Loss of cellular memory obviates matrix memory and priming-dependent invasion
Overall, this model merges the complex interplay between memory kinetics, direct mechanosensing of immediate matrix, and collagen remodeling with the conventional models of mechanosensitive cell migration (18, 19). Given the importance of priming in maintaining cellular memory, we asked whether stiff primed cells would continue to invade if cells could not sustain mechanical memory. In our model, the rate of decay of cellular memory is captured by parameter ζ whose higher values ensure more stable memory (Fig. 4A). We simulated cells primed for 5 days on stiff substrates followed by invasion into collagen, but their cellular memory was allowed to deplete rapidly (ζ = 50) (Fig. 4A-C). Our simulations show that rapid depletion of cellular memory (ψ) does not allow enough collagen remodeling (α) required to overcome ECM resistance (Fig. 4B,C). As a result, memory-depleted cells invaded collagen at a slower speed compared to those with stable memory, despite prior stiff priming in both cases (Fig. 4B,C).
Thus, two different kinetics in cellular mechano-sensation signaling – slow decay of mechanical memory and fast adaptation to current environment – are both required for seamless transfer of memory from cells to matrices as well as direct mechanosensing of current ECM for priming-dependent invasion. To test our model of matrix remodeling coupled with cellular memory, we depleted yes-associated protein (YAP) – a known memory regulator (9, 20) – in MCF10A cells and repeated experiments of primed cell invasion. Here, MCF10A-shYAP cells were stiff or soft primed, and allowed to invade 3D collagen. We found that there was no substantial difference between soft and stiff primed cells in terms of alignment of F-actin fibers and collagen fibers (Fig. 4D-F). As cells invade, the resulting collagen deformation was priming-independent, somewhat temporally uncoordinated, and lower compared to the control (Fig. 4G,H).
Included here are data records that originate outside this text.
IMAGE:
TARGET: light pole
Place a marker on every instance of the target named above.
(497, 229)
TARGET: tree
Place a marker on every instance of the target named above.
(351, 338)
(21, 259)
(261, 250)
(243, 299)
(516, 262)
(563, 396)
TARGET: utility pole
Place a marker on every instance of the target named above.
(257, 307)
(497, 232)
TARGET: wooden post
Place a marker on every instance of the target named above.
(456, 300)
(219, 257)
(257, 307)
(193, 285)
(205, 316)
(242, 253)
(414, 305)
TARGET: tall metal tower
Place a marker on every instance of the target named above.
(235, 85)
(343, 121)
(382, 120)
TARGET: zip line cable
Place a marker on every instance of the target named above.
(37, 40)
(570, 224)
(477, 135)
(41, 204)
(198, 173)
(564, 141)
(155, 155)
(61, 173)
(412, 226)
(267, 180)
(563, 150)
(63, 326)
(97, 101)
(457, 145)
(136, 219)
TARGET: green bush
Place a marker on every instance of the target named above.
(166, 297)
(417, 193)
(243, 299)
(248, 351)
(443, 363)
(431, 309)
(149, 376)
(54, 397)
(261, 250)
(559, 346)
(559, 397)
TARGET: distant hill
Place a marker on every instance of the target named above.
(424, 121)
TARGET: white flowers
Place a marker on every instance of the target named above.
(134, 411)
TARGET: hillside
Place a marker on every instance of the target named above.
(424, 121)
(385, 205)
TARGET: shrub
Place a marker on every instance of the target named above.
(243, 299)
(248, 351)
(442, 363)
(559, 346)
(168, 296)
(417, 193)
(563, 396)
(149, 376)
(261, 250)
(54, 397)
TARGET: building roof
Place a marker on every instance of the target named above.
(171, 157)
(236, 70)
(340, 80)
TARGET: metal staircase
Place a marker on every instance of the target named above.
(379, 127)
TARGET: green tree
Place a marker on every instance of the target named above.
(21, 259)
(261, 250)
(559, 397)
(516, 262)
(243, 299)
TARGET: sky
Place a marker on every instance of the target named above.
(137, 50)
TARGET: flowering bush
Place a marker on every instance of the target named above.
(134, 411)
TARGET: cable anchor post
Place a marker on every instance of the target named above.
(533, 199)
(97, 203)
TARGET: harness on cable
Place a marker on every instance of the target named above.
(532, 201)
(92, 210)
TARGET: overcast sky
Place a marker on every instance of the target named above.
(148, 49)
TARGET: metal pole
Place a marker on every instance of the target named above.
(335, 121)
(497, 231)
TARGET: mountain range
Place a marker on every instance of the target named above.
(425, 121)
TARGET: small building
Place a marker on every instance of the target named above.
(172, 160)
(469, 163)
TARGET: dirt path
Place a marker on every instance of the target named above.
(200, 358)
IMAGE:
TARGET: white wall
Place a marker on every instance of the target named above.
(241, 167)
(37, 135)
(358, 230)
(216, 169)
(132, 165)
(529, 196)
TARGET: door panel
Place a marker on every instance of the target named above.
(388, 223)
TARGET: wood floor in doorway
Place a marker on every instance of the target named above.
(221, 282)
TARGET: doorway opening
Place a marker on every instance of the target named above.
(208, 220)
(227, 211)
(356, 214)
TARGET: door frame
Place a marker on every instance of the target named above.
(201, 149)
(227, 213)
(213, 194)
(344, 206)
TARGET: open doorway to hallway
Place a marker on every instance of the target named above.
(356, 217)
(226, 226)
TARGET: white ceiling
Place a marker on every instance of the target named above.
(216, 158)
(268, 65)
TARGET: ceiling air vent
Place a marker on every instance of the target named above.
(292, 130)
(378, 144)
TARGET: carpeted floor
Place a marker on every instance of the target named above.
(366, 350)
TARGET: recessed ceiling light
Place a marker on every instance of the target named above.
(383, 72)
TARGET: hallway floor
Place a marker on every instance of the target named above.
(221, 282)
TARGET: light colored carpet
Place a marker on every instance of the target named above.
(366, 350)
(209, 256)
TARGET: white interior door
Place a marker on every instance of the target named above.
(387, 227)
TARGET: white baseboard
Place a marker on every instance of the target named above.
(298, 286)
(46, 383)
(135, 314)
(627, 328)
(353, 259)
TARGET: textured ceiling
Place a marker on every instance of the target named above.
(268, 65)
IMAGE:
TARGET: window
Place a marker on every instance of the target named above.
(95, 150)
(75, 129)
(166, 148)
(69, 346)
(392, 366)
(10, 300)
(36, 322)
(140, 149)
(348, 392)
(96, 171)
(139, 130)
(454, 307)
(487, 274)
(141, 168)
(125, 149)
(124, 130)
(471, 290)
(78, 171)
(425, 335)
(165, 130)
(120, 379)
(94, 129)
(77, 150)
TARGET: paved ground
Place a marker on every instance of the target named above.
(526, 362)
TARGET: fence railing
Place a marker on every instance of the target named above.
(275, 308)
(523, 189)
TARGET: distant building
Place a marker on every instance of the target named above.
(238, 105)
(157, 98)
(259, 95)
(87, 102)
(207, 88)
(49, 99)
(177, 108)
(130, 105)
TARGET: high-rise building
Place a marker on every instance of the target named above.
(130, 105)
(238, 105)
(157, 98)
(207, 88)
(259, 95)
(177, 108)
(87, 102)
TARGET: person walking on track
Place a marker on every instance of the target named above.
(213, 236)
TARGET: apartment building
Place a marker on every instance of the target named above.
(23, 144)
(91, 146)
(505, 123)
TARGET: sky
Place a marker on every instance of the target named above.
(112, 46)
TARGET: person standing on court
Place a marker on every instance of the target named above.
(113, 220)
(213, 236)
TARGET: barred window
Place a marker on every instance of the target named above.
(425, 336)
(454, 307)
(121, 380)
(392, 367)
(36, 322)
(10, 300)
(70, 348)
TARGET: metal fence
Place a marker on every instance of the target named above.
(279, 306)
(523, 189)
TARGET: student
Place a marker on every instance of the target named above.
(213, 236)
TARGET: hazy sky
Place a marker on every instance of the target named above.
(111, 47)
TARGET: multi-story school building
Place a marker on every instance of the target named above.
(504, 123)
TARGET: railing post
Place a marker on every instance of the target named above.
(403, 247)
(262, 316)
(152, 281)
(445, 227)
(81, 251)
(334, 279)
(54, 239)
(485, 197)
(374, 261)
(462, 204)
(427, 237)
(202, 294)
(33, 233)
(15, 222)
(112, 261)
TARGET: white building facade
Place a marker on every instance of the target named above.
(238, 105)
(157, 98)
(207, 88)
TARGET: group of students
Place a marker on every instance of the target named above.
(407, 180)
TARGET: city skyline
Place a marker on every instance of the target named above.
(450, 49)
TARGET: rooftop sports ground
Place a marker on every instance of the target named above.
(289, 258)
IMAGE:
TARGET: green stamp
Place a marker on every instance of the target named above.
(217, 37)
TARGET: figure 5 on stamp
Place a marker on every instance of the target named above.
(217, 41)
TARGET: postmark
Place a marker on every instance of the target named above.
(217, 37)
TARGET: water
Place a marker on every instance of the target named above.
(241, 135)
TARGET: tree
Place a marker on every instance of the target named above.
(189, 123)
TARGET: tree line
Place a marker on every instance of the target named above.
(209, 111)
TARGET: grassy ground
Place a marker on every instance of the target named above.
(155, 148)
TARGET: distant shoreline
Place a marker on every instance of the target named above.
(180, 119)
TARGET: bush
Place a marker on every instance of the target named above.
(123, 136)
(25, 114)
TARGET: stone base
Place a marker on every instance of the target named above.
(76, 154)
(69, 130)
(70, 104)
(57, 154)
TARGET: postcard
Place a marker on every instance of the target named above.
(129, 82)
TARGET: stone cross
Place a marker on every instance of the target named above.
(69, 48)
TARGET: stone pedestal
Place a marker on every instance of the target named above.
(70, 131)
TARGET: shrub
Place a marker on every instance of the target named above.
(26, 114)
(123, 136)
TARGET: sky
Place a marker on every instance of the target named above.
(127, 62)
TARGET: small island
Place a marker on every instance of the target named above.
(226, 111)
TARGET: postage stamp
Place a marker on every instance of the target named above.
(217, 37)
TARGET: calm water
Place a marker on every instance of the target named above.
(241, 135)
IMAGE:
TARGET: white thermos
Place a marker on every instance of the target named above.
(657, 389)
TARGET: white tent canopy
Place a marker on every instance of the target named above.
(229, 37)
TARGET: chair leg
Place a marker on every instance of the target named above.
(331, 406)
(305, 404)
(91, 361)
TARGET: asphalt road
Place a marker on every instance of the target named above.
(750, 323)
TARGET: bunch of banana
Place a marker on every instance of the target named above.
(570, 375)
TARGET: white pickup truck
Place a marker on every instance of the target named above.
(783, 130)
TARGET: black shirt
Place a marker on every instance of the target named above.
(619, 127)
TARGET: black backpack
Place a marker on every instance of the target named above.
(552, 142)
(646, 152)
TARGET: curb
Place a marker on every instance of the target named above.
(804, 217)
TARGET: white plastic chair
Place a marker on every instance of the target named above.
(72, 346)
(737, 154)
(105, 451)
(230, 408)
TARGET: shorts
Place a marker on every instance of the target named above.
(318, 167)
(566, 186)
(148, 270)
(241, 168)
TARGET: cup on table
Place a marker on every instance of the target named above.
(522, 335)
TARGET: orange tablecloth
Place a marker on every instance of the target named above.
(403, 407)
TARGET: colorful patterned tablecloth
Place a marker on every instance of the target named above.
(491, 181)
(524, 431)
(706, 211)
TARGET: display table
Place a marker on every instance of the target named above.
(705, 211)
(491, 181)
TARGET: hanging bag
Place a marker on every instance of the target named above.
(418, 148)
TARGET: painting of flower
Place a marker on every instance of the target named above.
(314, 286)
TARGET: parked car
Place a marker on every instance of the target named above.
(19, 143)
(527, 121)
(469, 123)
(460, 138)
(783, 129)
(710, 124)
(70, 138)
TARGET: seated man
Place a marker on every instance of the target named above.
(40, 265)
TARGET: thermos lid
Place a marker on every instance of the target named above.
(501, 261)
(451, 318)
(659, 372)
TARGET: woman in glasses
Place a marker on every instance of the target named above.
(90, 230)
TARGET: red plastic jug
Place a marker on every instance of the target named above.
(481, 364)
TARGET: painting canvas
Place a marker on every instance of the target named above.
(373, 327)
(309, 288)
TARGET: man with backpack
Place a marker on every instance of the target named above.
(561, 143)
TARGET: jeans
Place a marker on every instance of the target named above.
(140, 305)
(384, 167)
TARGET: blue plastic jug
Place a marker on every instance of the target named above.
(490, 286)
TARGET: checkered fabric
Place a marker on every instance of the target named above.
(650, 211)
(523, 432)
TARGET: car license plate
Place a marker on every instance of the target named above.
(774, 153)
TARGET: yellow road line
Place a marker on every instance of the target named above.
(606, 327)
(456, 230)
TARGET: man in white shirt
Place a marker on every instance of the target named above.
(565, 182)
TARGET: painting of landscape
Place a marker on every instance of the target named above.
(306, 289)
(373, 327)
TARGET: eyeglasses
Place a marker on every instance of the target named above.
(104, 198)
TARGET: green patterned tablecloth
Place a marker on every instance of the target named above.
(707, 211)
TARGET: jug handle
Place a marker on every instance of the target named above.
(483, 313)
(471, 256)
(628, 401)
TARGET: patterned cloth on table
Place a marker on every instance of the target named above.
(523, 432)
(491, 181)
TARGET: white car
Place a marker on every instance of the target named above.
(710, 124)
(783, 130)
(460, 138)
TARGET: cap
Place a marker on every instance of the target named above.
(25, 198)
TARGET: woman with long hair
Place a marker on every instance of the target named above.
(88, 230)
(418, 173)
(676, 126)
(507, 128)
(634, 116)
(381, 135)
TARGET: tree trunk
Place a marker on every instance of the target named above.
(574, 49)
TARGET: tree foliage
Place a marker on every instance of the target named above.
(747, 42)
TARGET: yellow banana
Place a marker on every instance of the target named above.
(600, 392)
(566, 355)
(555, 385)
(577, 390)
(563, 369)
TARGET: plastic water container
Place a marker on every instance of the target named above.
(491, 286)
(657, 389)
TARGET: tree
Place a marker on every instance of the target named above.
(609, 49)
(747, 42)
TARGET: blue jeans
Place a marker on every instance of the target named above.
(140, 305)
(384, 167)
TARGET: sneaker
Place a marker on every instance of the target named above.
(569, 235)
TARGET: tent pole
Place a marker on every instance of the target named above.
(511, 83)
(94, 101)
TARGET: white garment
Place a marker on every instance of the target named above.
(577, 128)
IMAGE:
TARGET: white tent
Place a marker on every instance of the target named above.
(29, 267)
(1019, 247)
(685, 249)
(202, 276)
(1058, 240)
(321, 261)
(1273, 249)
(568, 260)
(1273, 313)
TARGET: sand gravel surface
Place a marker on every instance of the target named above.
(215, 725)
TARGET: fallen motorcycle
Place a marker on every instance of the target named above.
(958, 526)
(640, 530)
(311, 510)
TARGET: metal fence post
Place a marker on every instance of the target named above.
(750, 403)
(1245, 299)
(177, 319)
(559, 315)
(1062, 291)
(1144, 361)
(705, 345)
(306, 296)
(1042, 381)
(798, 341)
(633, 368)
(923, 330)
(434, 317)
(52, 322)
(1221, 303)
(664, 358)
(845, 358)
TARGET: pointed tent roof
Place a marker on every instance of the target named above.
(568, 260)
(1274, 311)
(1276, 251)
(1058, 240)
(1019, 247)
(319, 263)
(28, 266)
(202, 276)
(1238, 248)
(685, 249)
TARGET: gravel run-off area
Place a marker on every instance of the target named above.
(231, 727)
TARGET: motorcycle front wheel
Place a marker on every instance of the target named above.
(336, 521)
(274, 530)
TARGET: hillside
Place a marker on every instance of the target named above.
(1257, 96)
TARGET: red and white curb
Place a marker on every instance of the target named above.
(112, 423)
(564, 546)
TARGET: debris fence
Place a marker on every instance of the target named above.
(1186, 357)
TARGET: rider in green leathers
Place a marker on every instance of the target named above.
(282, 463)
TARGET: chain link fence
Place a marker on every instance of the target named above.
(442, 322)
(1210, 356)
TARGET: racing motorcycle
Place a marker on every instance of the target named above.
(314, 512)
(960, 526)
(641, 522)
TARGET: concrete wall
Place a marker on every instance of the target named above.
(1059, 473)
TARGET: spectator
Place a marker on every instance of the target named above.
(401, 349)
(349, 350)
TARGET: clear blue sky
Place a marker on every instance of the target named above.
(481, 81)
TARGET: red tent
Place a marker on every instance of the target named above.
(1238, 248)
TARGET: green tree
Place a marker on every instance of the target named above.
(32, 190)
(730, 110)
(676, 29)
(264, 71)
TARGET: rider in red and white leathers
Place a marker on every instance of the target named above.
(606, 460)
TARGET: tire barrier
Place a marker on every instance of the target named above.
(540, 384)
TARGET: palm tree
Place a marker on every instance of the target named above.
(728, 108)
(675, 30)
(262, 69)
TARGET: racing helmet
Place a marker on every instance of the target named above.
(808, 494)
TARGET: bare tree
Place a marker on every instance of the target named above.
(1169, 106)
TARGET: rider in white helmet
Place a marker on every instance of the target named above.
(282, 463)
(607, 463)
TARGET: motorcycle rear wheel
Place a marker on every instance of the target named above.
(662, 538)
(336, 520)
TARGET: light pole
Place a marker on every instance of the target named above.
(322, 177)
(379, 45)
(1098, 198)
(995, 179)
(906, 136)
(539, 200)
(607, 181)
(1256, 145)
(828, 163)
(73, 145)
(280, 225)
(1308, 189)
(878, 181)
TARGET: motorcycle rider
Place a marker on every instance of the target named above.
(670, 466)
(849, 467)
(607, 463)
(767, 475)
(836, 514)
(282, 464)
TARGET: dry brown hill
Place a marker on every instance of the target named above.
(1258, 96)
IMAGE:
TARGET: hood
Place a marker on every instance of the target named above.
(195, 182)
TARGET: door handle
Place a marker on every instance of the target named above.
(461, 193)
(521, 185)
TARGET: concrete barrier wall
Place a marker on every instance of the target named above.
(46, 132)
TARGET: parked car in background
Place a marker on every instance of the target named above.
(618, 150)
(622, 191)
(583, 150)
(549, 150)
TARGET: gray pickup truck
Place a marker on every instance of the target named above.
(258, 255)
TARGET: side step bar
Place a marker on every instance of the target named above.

Consistent with the model that early collagen remodeling is required for future invasion, lower collagen deformation of shYAP cells coincided with slower invasion speeds (Fig. 4I), regardless of soft or stiff priming. To quantify the effect of past priming on future cell invasion, we calculated a ‘priming advantage’ defined by the difference in the invasion speeds of soft and stiff primed cells. While this priming advantage increased over time for control cells, it was significantly lowered in case of shYAP (Fig. 4J). Overall, our model and the experimental validation with shYAP show that the loss of stable cellular memory eliminates the possibility of a matrix memory, resulting in priming-independent cell invasion.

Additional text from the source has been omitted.